# Mathematical Boundaries of Repeated Sampling Voting: How Two Calls Predict the Accuracy Curve of LLM Reasoning

> This article introduces a mathematical theoretical study on the repeated reasoning voting mechanism of large language models (LLMs), revealing a method to predict the accuracy boundaries of majority voting using only two independent calls and providing a new theoretical framework for computational optimization during testing.

- 板块: [Openclaw Llm](https://www.zingnex.cn/en/forum/board/openclaw-llm)
- 发布时间: 2026-05-05T05:40:09.000Z
- 最近活动: 2026-05-06T03:50:12.357Z
- 热度: 126.8
- 关键词: 大语言模型, 重复采样, 多数投票, 测试时计算, 统计学习理论, 推理优化, 不确定性量化
- 页面链接: https://www.zingnex.cn/en/forum/thread/llm-56d69adf
- Canonical: https://www.zingnex.cn/forum/thread/llm-56d69adf
- Markdown 来源: floors_fallback

---

## [Introduction] Mathematical Boundaries of Repeated Sampling Voting: Predicting the Accuracy Curve of LLM Reasoning with Two Calls

This article presents a mathematical theoretical study on the repeated reasoning voting mechanism of large language models (LLMs). The core finding is that the accuracy boundaries under any majority voting budget can be predicted using only two independent calls, providing a new theoretical framework for computational optimization during testing.

## Research Background: Dilemmas in Computational Testing

Current LLM reasoning faces a dilemma: a single call may be unstable, while multiple sampling votes improve accuracy but increase computational costs. In practice, there is a lack of theoretical guidance to determine when to stop sampling and the expected benefits, leading to over-investment in resources or insufficient sampling. Additionally, the benefits of repeated sampling are uneven—some samples have inherent uncertainty, and simply increasing calls cannot resolve systematic errors.

## Core Finding: Two-Moment Theory

The study establishes a concise mathematical framework and finds that the binary correctness of repeated reasoning can be characterized by two statistics:
1. First moment: Average accuracy of a single call, reflecting the model's overall mastery but failing to distinguish between stable and occasional correct cases;
2. Second moment: Correctness correlation, estimating the correlation coefficient between different calls for the same sample via two calls, revealing recoverable noise and stable systematic errors.
Based on these two moments, the accuracy interval under any voting budget can be bounded, and the effect can be predicted without multiple actual calls.

## Technical Approach: Breakthrough with Three-Atom Extremizers

The study addresses the infinite-dimensional moment problem using convex optimization duality theory, proving that the optimal boundary for any finite voting budget can be achieved by a discrete distribution containing only three atoms. This finding has three implications:
- Computational tractability: Simplified to a low-dimensional optimization problem;
- Accuracy guarantee: The boundary is exact rather than approximate;
- Interpretability: The three atoms correspond to the intuitive classification of easy, hard, and medium samples.

## Practical Results: Closed-Form Solution and Certification Criterion for Three-Vote Majority Voting

The study focuses on three-vote majority voting (the minimal useful budget) and finds that it has a concise closed-form solution, with the interval width strictly bounded within 1/8. It also proposes the 'Certified Improvement Criterion': when the two moments meet specific conditions, it can be proven that three-vote voting is necessarily better than single-vote. This provides practitioners with a decision-making tool: using two calls to determine whether increasing votes is worth it and the range of benefits.

## Experimental Validation and Model Mixing Effects

Validated on the QNLI and QQP datasets, the actual observed three-vote and five-vote accuracies fall within the theoretically predicted intervals.
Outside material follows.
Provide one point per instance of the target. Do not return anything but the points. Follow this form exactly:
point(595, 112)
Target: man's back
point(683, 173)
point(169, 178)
When adjusting sampling temperature or using random model mixing, 'weaker' model configurations can sometimes surpass 'stronger' single-call configurations through voting, providing new ideas for model integration strategies.

## Practical Significance and Future Outlook

Significance for engineering practitioners:
1. Cost-benefit analysis: Predict return on investment before increasing computation;
2. Dynamic budget allocation: Adjust sampling times based on sample difficulty;
3. Model selection guidance: Determine between a single strong model or a multi-medium model voting strategy.
Macroscopically, this study promotes the shift of AI from experience-driven to theory-guided, and the two-moment framework may become a fundamental tool in the field.